Percolation with coupled lasers: effect of non-linearities on the phase transition

TL;DR

This study experimentally explores percolation phenomena using coupled lasers, revealing how nonlinearities and system parameters influence phase transitions and cluster formation.

Contribution

It introduces a novel experimental platform with coupled lasers to investigate percolation, including effects of nonlinearities on the transition.

Findings

Percolation transition occurs at a threshold consistent with classical predictions.

Nonlinear regime alters the effective behavior of lasing sites.
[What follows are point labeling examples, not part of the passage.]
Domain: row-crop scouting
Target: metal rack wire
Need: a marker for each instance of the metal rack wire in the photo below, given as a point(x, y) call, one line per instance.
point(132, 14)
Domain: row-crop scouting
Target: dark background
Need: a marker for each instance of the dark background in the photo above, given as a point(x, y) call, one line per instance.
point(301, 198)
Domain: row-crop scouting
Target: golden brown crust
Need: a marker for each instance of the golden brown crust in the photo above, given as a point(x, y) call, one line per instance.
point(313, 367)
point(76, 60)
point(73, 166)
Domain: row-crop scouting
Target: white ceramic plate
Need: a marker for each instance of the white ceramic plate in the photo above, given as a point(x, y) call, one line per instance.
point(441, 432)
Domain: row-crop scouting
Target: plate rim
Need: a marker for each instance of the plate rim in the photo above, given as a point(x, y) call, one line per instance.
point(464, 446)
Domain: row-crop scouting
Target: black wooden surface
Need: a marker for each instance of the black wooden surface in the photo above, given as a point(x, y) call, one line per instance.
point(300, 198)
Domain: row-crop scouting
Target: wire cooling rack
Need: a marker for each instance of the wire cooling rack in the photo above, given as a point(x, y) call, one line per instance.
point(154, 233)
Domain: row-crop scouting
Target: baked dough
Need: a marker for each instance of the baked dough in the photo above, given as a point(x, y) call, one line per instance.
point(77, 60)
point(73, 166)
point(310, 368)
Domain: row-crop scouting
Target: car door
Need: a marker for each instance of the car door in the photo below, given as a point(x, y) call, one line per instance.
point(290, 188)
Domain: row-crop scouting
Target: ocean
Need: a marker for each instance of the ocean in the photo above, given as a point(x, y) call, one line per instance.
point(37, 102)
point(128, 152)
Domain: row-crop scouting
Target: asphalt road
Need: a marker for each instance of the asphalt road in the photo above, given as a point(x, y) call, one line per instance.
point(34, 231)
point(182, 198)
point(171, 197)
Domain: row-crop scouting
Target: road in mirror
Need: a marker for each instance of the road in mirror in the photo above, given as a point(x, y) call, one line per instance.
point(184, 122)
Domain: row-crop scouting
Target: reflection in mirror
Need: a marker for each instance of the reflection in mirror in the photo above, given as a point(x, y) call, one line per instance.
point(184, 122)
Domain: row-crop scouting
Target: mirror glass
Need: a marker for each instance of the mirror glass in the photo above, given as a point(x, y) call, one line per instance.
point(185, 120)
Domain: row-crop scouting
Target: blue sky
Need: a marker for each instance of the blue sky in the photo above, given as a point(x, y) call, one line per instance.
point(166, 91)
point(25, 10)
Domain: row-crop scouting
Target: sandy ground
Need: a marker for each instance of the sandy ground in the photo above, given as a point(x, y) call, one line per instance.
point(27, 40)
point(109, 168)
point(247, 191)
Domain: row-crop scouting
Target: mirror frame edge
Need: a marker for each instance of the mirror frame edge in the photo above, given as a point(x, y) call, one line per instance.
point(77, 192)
Percolation probability exhibits a second-order transition.

Abstract

Controlled experimental studies of percolation are challenging due to difficulties in tuning site connectivity, isolating local interactions, and mitigating finite-size effects. In this work, we experimentally investigate percolation with a platform of coupled lasers, where connectivity, interaction strength, and system size can be controlled. Using a square array of 100 lasers with astronomical number of possible cluster configurations, we show that the emergence of a percolating cluster corresponds to the onset of phase locking among the lasers. We also show that the percolation probability undergoes a second-order alike transition as a function of the site-occupation probability, with a threshold consistent with classical theoretical predictions. Surprisingly, we find that at low pump level, amplified mode competition (nonlinear regime) alters the effective behavior of the lasing sites and modify the nature of the percolation transition. The experimental results are interpreted by the means of a theoretical toy model with connectivity rules to the classical percolation.